If the packaging or the goods are obviously damaged, you are obliged to refuse acceptance upon delivery or to note the damage accordingly on the receipt upon acceptance and to notify us by e-mail or fax within two days (assertion of obvious transport damage).

Unrecognizable transport damage must be reported to us and the carrier in writing immediately, but at the latest within a period of two workings days after acceptance.

8. Property rights

(1) In accordance with clause 9, we guarantee that the delivery item is free from the infringement of industrial property rights or copyrights of third parties.

Each contracting party shall immediately notify the other contracting party in writing if claims are asserted against it due to the infringement of such rights.

(2) In the event that the delivery item infringes an industrial property right or copyright of a third party, we shall, at our discretion and at our expense, modify or replace the delivery item in such a way that no rights of third parties are infringed, but the delivery item continues to fulfill the contractually agreed functions, or procure the right of use for you by concluding a license agreement.

If we do not succeed in doing so within a reasonable period of time, you are entitled to withdraw from the contract or to reduce the purchase price appropriately.

Any claims for damages on the part of the client are subject to the limitations of clause 9 of these B2B T&Cs.

(3) In the event of infringements of rights by products of other manufacturers supplied by us, we shall, at our discretion, assert our claims against the manufacturers and upstream suppliers for your account or assign them to you.

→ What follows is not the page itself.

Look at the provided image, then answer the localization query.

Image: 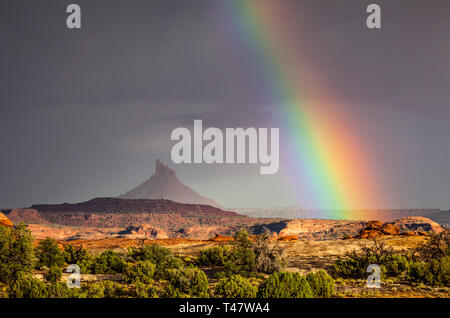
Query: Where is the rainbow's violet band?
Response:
[222,0,380,219]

In these cases, claims against us shall only exist in accordance with clause 9 if the judicial enforcement of the aforementioned claims against the manufacturers and suppliers was unsuccessful or is futile, for example due to insolvency.

9. Liability for damages

(1) We shall only be liable for damages caused intentionally or by gross negligence or for the breach of such essential contractual obligations, the fulfillment of which is essential for the proper execution of the contract, the breach of which jeopardizes the achievement of the purpose of the contract and on the observance of which the customer regularly relies due to the special features of this contract (so-called cardinal obligations)

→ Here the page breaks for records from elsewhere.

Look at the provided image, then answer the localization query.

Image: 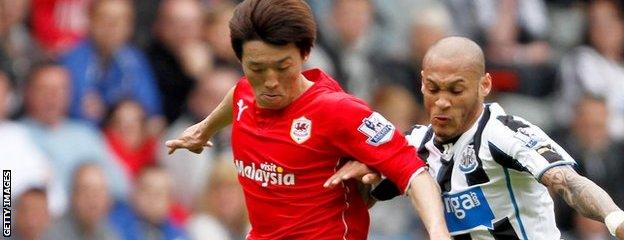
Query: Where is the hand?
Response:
[165,122,212,154]
[323,161,381,188]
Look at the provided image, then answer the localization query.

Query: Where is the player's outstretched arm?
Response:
[165,87,236,154]
[541,166,624,239]
[408,171,451,239]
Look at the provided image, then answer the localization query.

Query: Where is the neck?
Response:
[434,103,484,144]
[294,74,314,99]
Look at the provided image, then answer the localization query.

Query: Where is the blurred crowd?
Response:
[0,0,624,240]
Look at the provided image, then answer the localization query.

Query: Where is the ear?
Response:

Liability for slightly negligent breach of other contractual obligations is generally excluded.

(2) As a party is liable for negligently caused damages, our liability of this party is limited to the contractually typical foreseeable damage.

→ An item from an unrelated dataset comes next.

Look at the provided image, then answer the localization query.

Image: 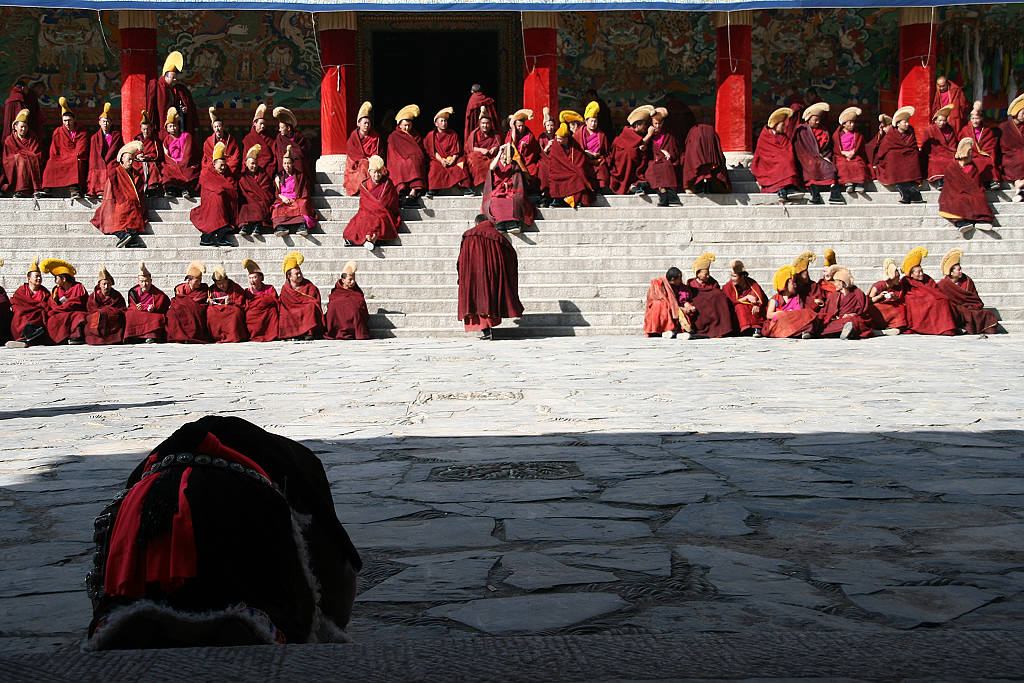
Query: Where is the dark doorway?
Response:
[373,31,505,135]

Contractually typical foreseeable damage is to be assessed on a case-by-case basis.

However, a maximum amount of 100,000 euros per individual case (in line with the current sum insured under product liability insurance) is to be regarded as contractually foreseeable damage.

Liability for consequential or indirect damages (including, but not limited to lost profits, lost savings and other indirect damages) is excluded, unless the damage was caused intentionally.

(3) The above limitations of liability shall also apply in favor of the employees of the parties, all companies of the parties involved in the performance of this contract and their respective employees.

(4) The above limitations of liability shall not apply if one of the parties is liable under the Spain Product Liability Act or in the event of personal injury.

10. Final provisions / choice of law / jurisdiction

(1) The following applies with regard to the written form: changes or additions to these B2B T&Cs must be made in writing (this also includes fax or e-mail).

This also applies to the cancellation of this written form requirement.

(2) The law of Spain shall apply, excluding the provisions of the United Nations Convention on Contracts for the International Sale of Goods (CISG) of April 11, 1980.

Mandatory provisions of the state in which your company headquarters or the headquarters of the branch placing the order is located shall remain unaffected.

(3) The place of jurisdiction for all disputes – provided you are a merchant – is Palma de Mallorca.
 Mandatory statutory provisions regarding exclusive places of jurisdiction shall remain unaffected by this regulation.

(4) Should any individual provisions of this contract be ineffective or contradict statutory regulations, the remaining contract shall not be affected thereby.